The Topeka City Council legalized domestic battery in a 7 to 3 vote late Tuesday, arguing that county and state courts were better poised to prosecute those offenses.
Kansas' Shawnee County, which boasts Topeka as its biggest city, stopped prosecuting misdemeanor crimes, including domestic violence cases, on Sept. 8 due to a 10 percent cut to the district attorney's $3.5 million budget. As a result, those cases were shifted to local courts. Topeka officials say the city -- the capital of Kansas -- cannot afford to prosecute them either.
Needed Cost-Cuts or Irresponsible Game Of Chicken?
As a result, the city council has legalized domestic battery in an attempt to force Shawnee County to pick up the cost, since the district attorney is still obliged to prosecute domestic violence charges under Kansas state law.
At least eighteen people have already been arrested on domestic violence charges and then released with no charges since September. Advocates for victims of domestic violence reportedly picketed the Shawnee County Courthouse on Tuesday.
I absolutely do not understand it, Rita Smith, executive director of the National Coalition Against Domestic Violence, told the Kansas City Star. It's really outrageous that they're playing with family safety to see who blinks first. People could die while they're waiting to straighten this out.
Shawnee County District Attorney Chad Taylor's decision to immediately stop misdemeanor prosecutions in Topeka took many by surprise because he had previously written that the city does not have the staff or infrastructure to provide victims of domestic violence with the level of service they have come to expect.
However, Taylor told The New York Times that the county forced his hand and said his office is dealing with a recent uptick in violent crime as the result of a bump in gang activity.
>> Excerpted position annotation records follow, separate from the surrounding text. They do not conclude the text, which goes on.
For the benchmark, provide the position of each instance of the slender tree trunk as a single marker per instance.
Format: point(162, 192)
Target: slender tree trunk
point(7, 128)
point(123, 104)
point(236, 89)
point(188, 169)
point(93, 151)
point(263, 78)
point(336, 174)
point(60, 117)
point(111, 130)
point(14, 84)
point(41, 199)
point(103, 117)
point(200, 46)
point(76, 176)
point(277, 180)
Taylor is still responsible for prosecuting misdemeanors in the rest of the county as well as all felony domestic violence cases. However, almost half of the 423 misdemeanors prosecuted in 2010 were for domestic battery cases, while the other half mainly consists of shoplifting, drugs and assault charges.
Shelly Buhler, the chairwoman of the Shawnee County Commission, told The New York Times she did not expect Taylor to actually go through with his threat.
We had hoped that he would not put that group of victims at risk, that he would find some other way to absorb the cuts, she said.
One in four women will be a victim of domestic violence at some point in their life, according to the National Coaliton Against Domestic Violence. .
There were 23,864 incidents of domestic battery in Kansas in 2009, an 11 percent increase from the previous year. In Topeka, there were 1,733 incidents, leading to 607 arrests, according to the Kansas Bureau of Investigation.